Because the Range Rover comes outfitted with a supercharged engine, it relies on forced induction just like a turbocharged engine would. However, a turbocharger provides a boost somewhat higher in the RPM range, while a supercharger typically kicks in lower. In this case it begins to reach its top performance at 2,500 rpm and maintains it up to 5,500 rpm.
Some may argue that a supercharger does not have the performance lag of a turbocharger. And that is true as the turbocharger is hooked to the engine manifold and is driven by exhaust gases while the supercharger is mounted to the engine and utilizes a pulley that works in tandem with the accessory belt. Certainly, there is no lag, but your anticipation of the boost kicking in may give you at least the perception of lagging.
Perceptions aside, this robust Range Rover Sport delivers. Its off the mark acceleration is excellent and it keeps on giving well above highway speeds. Take it on the twisty roads, however, and the SUV’s mass becomes evident.
Although you definitely will hug the corners and stay planted, you will sense some body roll. This is no Jaguar F-Type, but when it comes to steering, handling and gutsy performance, you’ll be hard-pressed to find a better performer among SUVs. This model benefits from a Terrain Management System that, when operated in Dynamic mode, provides tighter body control, reduced roll and improved steering and performance.
The Range Rover Sport Supercharged’s only strong rival is the Porsche Cayenne Turbo S; both vehicles have lapped the famous Nürburgring Formula One course in Germany. I’ve been told that the SVR edition is faster than the Porsche, but the proof of that needs to be demonstrated on the track.
Choose a Range Rover Sport and you are making a serious investment in a motorized conveyance. The base model with the smaller supercharged engine retails for $63,350. The model as tested begins at $79,995. With multiple package upgrades, including a Meridian audio system, tow package, Comfort and Dynamic packages, the test model topped $91,000. Choose the Autobiography edition and your final price can top $100,000.
If you are not convinced that you need that much power, the base model is a smart place to begin. I have driven Land Rover and Jaguar models with the supercharged V6 and found no lack of power with any product. You will also enjoy a slight benefit in fuel economy, achieving 17/22 mpg city/highway.

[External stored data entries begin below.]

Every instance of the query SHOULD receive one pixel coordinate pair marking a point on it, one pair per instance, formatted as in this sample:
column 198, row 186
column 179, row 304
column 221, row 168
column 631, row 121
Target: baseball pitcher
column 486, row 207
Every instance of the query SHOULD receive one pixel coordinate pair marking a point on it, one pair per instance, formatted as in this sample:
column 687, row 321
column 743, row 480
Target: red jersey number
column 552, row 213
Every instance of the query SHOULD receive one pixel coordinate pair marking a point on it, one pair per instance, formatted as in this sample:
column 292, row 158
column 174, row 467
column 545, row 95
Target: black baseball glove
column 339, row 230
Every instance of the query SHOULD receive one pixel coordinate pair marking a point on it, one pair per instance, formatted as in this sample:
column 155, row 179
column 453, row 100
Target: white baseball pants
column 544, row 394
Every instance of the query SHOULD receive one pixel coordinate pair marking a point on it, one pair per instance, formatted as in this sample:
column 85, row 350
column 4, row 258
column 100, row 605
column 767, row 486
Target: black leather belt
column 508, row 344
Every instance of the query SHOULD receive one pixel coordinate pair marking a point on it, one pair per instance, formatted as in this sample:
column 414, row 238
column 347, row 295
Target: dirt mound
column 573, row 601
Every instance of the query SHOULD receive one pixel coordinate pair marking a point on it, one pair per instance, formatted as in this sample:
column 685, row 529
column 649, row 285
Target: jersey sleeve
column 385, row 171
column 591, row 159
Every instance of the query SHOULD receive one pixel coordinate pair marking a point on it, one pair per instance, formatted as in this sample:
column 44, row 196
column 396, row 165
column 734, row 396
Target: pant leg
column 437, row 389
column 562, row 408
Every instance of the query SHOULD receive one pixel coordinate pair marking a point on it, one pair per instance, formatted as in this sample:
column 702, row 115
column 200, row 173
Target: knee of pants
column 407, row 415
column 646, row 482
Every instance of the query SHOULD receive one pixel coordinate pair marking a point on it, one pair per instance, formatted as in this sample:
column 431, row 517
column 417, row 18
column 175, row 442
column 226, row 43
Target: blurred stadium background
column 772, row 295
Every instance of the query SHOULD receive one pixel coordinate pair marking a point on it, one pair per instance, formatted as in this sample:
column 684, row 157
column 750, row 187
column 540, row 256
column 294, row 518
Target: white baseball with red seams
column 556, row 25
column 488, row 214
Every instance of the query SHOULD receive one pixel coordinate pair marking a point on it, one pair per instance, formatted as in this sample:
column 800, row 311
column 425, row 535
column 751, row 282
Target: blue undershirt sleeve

The current Range Rover Sport has been on sale since the 2014 model year, and a quick look at our Used Car Listings indicates that a Supercharged model can be had for roughly $70,000. Choose the previous generation (2006-2013) and you should have no trouble finding a 2- to 3-year-old Range Rover Sport for around $45,000.
As a status symbol the Range Rover Sport Supercharged delivers the goods. That you can take it off road or challenge sports cars are bonuses that should not be easily dismissed.